Fortunately, the technology and governance strategies needed to solve flaring already exist. In 2019, companies like Occidental, Chevron and Pioneer all reported flaring intensity levels of 1% or less thanks to management attention and use of best practices, with Diamondback most recently reporting an intensity level of 0.9% and Apache committing to end routine flaring for U.S. onshore operations by the end of 2021.

Constructively supporting operators to end routine flaring in the next four years is both realistic and achievable, and banks can play a leading role.

How banks can limit routine flaring

Financial institutions can tap into their relationships with oil and gas producers to accelerate the phase out of routine flaring. Banks could begin by initiating engagements with their oil and gas clients on flaring, establishing zero routine flaring by 2025 as an explicit performance benchmark and integrating these climate concerns into equity research and analysis.

Banks can support clients with information on best practices to eliminate flaring and improve flare monitoring and performance in the meantime. Critically, banks must also begin to hold firms accountable to flaring targets and timelines through loan eligibility, adjusted cost of capital or other tools.

After all, in the new world of net-zero financed emission pledges, an operator’s flaring problem is also a problem for the banks from whom it borrows.

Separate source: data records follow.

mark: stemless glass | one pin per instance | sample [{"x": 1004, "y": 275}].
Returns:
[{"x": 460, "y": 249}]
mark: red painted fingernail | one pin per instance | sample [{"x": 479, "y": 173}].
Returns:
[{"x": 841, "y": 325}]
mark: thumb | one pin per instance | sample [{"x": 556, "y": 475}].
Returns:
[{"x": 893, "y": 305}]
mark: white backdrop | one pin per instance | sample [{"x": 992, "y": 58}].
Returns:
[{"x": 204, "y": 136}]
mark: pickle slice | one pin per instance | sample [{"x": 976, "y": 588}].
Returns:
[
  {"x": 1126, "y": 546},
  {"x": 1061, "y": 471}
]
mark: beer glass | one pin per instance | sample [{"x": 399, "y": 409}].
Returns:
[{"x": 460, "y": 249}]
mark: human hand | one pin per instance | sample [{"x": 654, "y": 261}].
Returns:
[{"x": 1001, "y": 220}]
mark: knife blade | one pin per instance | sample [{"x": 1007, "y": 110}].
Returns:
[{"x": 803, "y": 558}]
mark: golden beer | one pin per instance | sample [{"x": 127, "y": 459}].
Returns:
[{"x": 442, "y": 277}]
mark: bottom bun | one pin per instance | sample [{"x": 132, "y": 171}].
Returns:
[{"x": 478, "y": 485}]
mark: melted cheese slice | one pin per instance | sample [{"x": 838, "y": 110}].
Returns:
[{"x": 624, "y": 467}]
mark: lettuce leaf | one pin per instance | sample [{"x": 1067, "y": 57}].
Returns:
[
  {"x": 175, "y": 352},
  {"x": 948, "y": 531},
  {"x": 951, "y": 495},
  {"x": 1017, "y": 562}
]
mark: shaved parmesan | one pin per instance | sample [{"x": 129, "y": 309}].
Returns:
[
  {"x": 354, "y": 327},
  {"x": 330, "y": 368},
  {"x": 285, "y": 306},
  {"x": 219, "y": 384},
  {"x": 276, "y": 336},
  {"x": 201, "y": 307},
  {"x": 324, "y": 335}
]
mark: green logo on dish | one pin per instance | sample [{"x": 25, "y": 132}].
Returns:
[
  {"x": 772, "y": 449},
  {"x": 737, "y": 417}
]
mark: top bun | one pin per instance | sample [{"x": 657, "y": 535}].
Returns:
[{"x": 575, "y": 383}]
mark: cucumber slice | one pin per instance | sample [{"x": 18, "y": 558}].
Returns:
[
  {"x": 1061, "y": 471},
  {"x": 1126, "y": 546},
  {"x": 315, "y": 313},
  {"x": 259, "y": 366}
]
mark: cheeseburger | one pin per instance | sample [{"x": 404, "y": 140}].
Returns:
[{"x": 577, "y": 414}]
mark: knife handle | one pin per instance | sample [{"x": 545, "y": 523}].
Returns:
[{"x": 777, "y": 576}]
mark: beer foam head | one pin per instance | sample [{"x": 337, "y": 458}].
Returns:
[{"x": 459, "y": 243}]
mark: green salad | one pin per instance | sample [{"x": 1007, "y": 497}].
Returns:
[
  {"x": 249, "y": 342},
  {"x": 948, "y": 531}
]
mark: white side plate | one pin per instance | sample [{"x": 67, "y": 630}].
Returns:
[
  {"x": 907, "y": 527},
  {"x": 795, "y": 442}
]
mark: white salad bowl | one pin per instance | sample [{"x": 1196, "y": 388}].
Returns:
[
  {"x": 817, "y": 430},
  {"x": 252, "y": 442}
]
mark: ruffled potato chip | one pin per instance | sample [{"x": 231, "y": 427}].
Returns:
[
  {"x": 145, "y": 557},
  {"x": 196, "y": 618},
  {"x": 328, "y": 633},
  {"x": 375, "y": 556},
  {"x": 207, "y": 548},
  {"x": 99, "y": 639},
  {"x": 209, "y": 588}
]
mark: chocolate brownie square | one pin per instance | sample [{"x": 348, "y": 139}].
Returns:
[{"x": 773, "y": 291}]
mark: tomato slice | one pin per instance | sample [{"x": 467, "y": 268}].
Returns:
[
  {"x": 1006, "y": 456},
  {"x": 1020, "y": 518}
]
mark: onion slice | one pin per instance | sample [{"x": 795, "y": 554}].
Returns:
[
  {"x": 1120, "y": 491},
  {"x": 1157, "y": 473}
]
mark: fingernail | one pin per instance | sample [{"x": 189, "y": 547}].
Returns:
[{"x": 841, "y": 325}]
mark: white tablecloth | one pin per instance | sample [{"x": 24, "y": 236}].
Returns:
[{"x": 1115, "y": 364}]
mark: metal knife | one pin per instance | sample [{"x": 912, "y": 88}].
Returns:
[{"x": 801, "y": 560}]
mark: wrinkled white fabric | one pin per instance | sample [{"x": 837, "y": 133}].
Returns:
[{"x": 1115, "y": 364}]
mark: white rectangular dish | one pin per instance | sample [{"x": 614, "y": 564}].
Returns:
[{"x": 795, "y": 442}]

JP Morgan, Bank of America, Citi, Goldman Sachs and Morgan Stanley are among those well positioned to drive positive impact at scale given their outsized lending to oil and gas companies. These five banks provided approximately $789 billion in financing to fossil fuel producers between 2016 and 2019, almost 30% of new financing to the sector.

Through active engagement with operators and time-bound performance expectations backed by consequences, the banking community can help end flaring ― a tangible win on the longer path to energy system change and the achievement of net-zero emissions economy wide.

Carbon accounting should not get in the way of carbon accountability. It’s time for banks to put their muscle where their mouth is.